4. Ensure internal staff use a unique, complex password for each of their accounts
Reusing passwords (or slightly modified passwords) across different accounts is one of the biggest concerns during a data breach. Attackers will attempt to access multiple other accounts (such as cloud storage drives, Windows login credentials, etc.) by using password credentials that they have obtained for a single, original account. If employees reuse passwords, a simple credential breach of a non-sensitive account can grant hackers access to the manufacturing companies’ corporate network. From there they can pivot to privileged accounts and start accessing sensitive data stored in databases, directories and other IT assets.
5. Securely archive data in a timely fashion
Minimizing the amount of data stored by manufacturers is not only good housekeeping, but it also reduces the amount of information that is available to an attacker that has gained access to those devices. If data is no longer needed – for example, a former client’s contract or project blueprints – it should be encrypted and moved to an offline storage device for long-term archiving.
6. Regularly monitor activity across user accounts
Monitoring user behavior for anomalous or suspicious activity is one of the quickest way to detect a breach before it can cause extreme damage. If suspicious activity is identified, all parties involved should be notified immediately. Even with other protections in place, vigilant monitoring is still often the fastest way to identify a compromise. Be on the lookout for signals such as credentials be used on multiple machines, employees accessing databases or directories they’ve never accessed before, or employees logging in at off-hours when they normally wouldn’t be conducting business.
7. Change all passwords following news of a possible data breach
Unfortunately, data breaches to well-known franchises seem to regularly make news headlines. If your manufacturing firm is using a service that has been breached, such as a free online cloud storage service, the most important first step is to change all associated passwords. By doing so, you ensure that your credentials are useless, even if stolen.
8. Manage privacy settings for mobile applications and online accounts
While it may seem like a daunting task in today’s day and age, keeping up with the privacy settings for different accounts and applications is critical, especially with the popularity of BYOD in the workplace. By doing so, you ensure that companies (or individuals) do not have access to private, sensitive information about yourself or the business’s IP.

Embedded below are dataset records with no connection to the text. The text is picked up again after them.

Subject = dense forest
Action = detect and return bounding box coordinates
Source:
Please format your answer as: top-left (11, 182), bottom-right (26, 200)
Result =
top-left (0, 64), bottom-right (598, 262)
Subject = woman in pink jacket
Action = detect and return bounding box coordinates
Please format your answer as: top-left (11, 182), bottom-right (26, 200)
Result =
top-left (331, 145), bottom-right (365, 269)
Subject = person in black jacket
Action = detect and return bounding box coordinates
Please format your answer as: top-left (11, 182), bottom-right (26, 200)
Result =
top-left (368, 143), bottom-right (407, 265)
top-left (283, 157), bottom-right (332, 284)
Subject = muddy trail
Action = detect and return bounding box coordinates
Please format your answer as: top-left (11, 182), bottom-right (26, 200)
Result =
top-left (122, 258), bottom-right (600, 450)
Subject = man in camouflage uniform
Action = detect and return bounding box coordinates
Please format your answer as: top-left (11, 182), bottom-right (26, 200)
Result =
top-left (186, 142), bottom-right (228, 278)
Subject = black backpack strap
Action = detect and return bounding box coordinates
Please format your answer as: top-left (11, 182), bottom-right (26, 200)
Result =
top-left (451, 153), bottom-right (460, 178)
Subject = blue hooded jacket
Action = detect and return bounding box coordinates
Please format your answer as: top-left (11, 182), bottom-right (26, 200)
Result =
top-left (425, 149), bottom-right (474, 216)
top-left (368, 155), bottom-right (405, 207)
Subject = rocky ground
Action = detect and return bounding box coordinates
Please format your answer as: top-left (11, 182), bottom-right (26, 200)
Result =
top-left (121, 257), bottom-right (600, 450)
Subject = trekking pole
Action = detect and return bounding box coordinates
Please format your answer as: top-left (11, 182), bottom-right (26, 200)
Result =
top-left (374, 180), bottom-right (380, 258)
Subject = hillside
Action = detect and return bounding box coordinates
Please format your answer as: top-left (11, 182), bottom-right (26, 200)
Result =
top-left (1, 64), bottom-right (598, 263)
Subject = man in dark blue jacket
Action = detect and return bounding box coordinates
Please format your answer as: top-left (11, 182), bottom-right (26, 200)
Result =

9. Put device controls in place for removable media
Although the majority of IT security focuses on protecting against external attackers it’s important not to forget about malicious insiders. Ensure you have controls in place for removable media to prevent any employees from accessing and siphoning sensitive intellectual property from inside your network. Ideally having software that automates the process with policy-based usage controls for removable media devices, including alerts, prompts, or blocks when risky behavior is attempted will be very effective at mitigating the insider threat.
10. Learn to recognize and avoid phishing attacks
Social engineering tactics, particularly phishing attacks, are an incredibly popular tactic for cyber criminals. It’s often faster and easier for an attacker to trick another person into taking a desired action rather than conducting complex, manual hacking attacks themselves. Phishing attacks typically have telltale signs such as unfamiliar senders, strange domain names, spoofed web pages or emails, and messages with links or attachments that weren’t requested. Train yourself and your employees to better identify phishing attacks, and avoid messages that appear suspect.
In today’s highly competitive global economy, IP is key to a manufacturer’s success. To excel in the industry, data protection – even if it’s as simple as good password hygiene and patch management – must be implemented across all internal departments and third-party contractors, who also handle the IP. This is your business’s crown jewel, so protecting it should be prioritized across the entire organization.